# Fet at guys London



## icsipgd (Apr 25, 2011)

Has anyone done a fet at guys ? I'm just wondering how long the process is, number of weeks?
I know you have to take drugs from day 21 of UR period but that's all I know and I can't get in touch with the staff 

Xx 
Thanks


----------



## Toothfairy (Sep 4, 2011)

Hi

I am doing FET medicated with Guys..  I have soo far been on microgynon for 21 days from AF..  Then started nasal spray 4xdsily from 1st day of bleed after contraceptive pill you reduce nasal spray to 2xdaily and taken prognova 3xdaily ... Have a scan booked in on 13th (scan are always on Thursday) then if Everything is good in scan ET week (stop nasal spray just tablets and cyclogest passeries)  I started my FET journey on 2nd Feb and ET may be on 21st March so it's been a kind medicated cycle...  Approx 7 weeks..  

Have you had your consultation??


----------



## icsipgd (Apr 25, 2011)

Hi tooth fairy, thanks for that, still haven't got in contact with them.

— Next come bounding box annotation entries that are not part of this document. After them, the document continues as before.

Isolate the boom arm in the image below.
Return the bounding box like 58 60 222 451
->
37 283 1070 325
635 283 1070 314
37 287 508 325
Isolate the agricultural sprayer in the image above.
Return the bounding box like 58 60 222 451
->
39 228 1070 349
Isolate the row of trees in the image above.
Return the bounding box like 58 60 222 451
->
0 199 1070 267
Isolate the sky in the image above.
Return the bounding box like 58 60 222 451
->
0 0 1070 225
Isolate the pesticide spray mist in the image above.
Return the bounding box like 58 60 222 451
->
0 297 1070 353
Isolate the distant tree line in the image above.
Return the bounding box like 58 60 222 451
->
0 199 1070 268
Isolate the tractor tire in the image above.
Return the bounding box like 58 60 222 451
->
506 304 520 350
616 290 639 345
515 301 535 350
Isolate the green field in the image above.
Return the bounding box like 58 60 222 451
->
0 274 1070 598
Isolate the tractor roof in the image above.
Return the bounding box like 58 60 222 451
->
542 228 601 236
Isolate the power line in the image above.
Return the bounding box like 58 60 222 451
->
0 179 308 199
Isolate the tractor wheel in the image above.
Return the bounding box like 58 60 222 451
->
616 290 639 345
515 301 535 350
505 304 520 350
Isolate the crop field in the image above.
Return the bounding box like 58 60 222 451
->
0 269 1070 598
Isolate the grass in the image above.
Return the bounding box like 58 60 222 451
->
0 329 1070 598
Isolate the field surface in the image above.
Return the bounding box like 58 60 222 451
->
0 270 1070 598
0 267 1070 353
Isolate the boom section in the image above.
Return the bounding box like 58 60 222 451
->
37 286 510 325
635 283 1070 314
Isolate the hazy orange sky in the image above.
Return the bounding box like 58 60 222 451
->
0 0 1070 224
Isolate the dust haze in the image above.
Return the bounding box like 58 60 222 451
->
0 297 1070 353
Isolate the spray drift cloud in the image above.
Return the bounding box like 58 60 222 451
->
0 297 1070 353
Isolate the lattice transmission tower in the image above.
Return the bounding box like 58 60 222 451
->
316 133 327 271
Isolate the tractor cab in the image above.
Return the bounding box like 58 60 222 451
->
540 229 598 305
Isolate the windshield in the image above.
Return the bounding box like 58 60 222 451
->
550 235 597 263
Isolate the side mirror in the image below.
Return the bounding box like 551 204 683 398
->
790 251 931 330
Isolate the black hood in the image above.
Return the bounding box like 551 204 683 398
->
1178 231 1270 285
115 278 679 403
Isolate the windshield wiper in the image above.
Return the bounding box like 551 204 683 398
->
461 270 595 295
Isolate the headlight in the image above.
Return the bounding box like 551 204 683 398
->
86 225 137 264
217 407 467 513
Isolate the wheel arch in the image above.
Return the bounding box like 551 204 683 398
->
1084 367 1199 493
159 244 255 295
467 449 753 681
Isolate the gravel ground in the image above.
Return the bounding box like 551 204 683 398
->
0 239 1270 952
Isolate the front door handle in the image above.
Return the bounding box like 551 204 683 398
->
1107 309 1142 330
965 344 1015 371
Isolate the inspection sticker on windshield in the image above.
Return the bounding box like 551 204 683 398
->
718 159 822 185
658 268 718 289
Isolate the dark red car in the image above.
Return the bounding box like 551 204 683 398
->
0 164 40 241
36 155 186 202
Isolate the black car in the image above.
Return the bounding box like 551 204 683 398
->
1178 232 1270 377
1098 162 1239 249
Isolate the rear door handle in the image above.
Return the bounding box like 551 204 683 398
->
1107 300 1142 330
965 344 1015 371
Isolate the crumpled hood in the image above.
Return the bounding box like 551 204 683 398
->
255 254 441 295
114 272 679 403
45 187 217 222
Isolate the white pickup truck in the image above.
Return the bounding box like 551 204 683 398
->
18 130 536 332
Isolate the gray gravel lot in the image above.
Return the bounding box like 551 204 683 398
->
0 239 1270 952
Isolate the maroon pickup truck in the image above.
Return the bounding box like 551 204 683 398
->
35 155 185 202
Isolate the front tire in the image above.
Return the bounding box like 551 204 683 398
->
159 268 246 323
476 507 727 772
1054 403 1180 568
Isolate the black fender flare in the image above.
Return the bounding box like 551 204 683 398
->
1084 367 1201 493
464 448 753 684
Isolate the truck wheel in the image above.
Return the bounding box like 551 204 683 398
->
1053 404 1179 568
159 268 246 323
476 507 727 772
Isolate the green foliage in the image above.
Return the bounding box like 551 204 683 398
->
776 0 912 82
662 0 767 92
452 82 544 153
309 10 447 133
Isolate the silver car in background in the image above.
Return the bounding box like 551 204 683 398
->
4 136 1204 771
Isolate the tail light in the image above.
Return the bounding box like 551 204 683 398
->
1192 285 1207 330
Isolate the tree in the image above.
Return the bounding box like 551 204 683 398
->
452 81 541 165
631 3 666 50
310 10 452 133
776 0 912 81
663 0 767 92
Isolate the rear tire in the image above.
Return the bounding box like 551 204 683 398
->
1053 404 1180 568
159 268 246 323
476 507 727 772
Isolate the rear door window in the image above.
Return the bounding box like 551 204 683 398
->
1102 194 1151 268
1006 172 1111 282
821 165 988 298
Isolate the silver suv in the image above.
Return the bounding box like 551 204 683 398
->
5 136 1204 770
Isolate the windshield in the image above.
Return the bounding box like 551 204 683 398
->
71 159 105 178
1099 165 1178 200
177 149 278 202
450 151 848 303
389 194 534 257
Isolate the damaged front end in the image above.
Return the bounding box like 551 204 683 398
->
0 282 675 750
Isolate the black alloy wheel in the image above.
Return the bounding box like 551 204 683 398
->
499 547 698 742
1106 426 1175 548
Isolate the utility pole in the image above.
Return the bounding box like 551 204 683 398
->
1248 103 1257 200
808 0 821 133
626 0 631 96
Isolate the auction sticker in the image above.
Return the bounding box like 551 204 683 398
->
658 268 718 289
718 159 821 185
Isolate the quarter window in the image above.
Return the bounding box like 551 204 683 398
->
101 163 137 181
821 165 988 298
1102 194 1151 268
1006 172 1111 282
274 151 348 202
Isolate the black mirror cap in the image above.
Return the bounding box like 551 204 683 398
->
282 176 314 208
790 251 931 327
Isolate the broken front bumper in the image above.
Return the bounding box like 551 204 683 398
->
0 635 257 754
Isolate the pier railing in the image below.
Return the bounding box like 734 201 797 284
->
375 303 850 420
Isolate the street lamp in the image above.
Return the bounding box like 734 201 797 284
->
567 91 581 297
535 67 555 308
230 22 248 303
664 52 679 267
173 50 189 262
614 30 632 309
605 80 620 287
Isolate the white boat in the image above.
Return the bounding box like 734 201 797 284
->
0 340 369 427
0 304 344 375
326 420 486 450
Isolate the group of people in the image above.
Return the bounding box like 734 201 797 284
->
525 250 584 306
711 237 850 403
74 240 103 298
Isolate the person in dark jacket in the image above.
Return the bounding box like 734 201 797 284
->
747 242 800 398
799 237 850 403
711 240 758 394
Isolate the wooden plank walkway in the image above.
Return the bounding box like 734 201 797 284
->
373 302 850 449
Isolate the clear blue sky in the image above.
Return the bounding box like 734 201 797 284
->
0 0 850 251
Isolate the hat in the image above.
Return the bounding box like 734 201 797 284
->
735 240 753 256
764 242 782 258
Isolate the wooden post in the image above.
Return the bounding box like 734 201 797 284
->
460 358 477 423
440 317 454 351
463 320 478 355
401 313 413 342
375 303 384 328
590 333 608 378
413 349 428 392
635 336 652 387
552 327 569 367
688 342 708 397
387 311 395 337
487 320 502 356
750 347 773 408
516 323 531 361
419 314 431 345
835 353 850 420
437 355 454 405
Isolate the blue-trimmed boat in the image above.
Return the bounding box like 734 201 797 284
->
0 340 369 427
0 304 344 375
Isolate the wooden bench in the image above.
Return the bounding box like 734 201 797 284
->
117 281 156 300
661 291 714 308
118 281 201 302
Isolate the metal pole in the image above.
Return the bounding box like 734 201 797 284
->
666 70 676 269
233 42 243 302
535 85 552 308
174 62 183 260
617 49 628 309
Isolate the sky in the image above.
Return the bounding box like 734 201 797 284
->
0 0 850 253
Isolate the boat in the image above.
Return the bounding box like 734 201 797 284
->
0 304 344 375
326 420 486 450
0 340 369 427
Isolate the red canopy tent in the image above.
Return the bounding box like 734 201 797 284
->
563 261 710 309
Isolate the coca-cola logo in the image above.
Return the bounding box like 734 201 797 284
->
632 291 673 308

Rang all day Friday with no joy.  Fingers crossed I get hold of someone today.
I wish u the best of luck.  Thanks again for the info xxx


----------



## Toothfairy (Sep 4, 2011)

Their telephone systems are rubbish rubbish i find.. Let's hope you get some joy today..  We can give each other company on this roller coaster journey.. 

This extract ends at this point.